Bretten, 3 February 1868
May God’s grace and blessings be with you! We do hope you received our letter from mid-November 1867 in reasonable time. The friend we asked to handle the letter is reliable, and the address was correct, but to this day we have not received a response from you, although it would have meant so much to your dear mother when she was still alive.
It was God’s will to call her into Eternity on Saturday, January 25th. She found grace, forgiveness, and absolution in the Blood of Jesus Christ. I saw it with my own eyes, and heard it with my own ears, as she spoke with great joy in her praise of the Lord. The worldly realm was no longer of importance to her. She only cared that she found absolution in the Blood of Christ, and that is how she passed on.
She was cared for, as she often said herself, like a countess. Many good friends brought her the best things, so she wanted for nothing, and also in her care she did not lack a thing. During the last three weeks, your father had support from people who sat by her bedside, otherwise he would have been overwhelmed.
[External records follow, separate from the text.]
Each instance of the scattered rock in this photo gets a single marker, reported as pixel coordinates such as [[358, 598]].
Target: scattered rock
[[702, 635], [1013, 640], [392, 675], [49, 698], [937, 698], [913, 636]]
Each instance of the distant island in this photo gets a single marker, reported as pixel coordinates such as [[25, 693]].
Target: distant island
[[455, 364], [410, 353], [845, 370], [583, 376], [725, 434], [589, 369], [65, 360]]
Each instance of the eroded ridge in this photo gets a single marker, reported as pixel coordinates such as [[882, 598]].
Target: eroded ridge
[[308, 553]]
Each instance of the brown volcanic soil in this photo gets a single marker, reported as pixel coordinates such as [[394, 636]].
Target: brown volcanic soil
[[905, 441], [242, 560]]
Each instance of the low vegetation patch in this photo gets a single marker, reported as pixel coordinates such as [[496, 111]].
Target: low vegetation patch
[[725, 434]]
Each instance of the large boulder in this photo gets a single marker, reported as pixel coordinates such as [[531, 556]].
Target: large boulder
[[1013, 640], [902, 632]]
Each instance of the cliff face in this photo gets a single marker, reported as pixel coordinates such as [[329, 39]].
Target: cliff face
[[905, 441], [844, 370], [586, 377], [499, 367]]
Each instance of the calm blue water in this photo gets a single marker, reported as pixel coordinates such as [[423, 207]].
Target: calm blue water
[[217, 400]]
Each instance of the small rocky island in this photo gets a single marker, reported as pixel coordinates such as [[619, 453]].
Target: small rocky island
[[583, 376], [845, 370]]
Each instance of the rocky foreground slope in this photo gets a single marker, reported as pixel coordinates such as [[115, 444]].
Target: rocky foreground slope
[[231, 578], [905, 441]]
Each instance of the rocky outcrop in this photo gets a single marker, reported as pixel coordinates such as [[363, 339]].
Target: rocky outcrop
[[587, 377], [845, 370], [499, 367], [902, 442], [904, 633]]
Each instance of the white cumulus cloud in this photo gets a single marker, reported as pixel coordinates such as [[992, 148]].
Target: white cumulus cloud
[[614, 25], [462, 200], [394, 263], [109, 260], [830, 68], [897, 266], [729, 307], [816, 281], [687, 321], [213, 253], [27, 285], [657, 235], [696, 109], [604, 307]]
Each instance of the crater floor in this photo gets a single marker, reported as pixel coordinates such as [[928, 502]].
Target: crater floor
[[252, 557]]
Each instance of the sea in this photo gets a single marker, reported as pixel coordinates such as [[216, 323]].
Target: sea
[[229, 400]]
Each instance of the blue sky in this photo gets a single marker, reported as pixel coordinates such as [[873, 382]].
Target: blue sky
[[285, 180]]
I gave him some money that he needed. At this time it has added up to a little over 60 Gulden, due to the long stretch of time that included doctor’s visits, medication, household needs, and funeral expenses — not including the upcoming costs of your father’s arrangements; he is now a frail man. I am concerned about making sure he does not suffer any deprivation for the time he has no income. I know you would not want that. In all my decisions I am considering the duties and needs of all sides involved. I will contact you again when your father’s affairs have been brought in order. He is currently putting up for auction the things in his home that he no longer needs. If an interested party is found to purchase the fields at Hoberg at a decent price, he plans to sell them. From the proceeds he hopes to pay off his debt, and also some of the mortgage on the house.
So we don’t request any money or support from you, but you must be patient – and no doubt will be, for the love of your father.
I can’t promise you at this time that there will be anything left, for now. I do hope you will respond to this letter and let me know your thoughts on these matters. We don’t mean to place any blame on you. You will feel the pain of your mother not having heard from you – but rejoice, as she is blessed. You, too, should prepare yourself, with joy before your God, for the blessed reunion with her. Your father is devoting himself to the will of God and wants to renew his commitment to the ways of the Lord, and God surely will help him succeed. Times here are difficult, but God will help. Everyone else at my home is well.
With heartfelt greetings to all of you,
Your loving friends
Your commissioner, Konrad Walz
 Perhaps in the sense of an attorney, or a friend who has taken on the role of representative of the parents.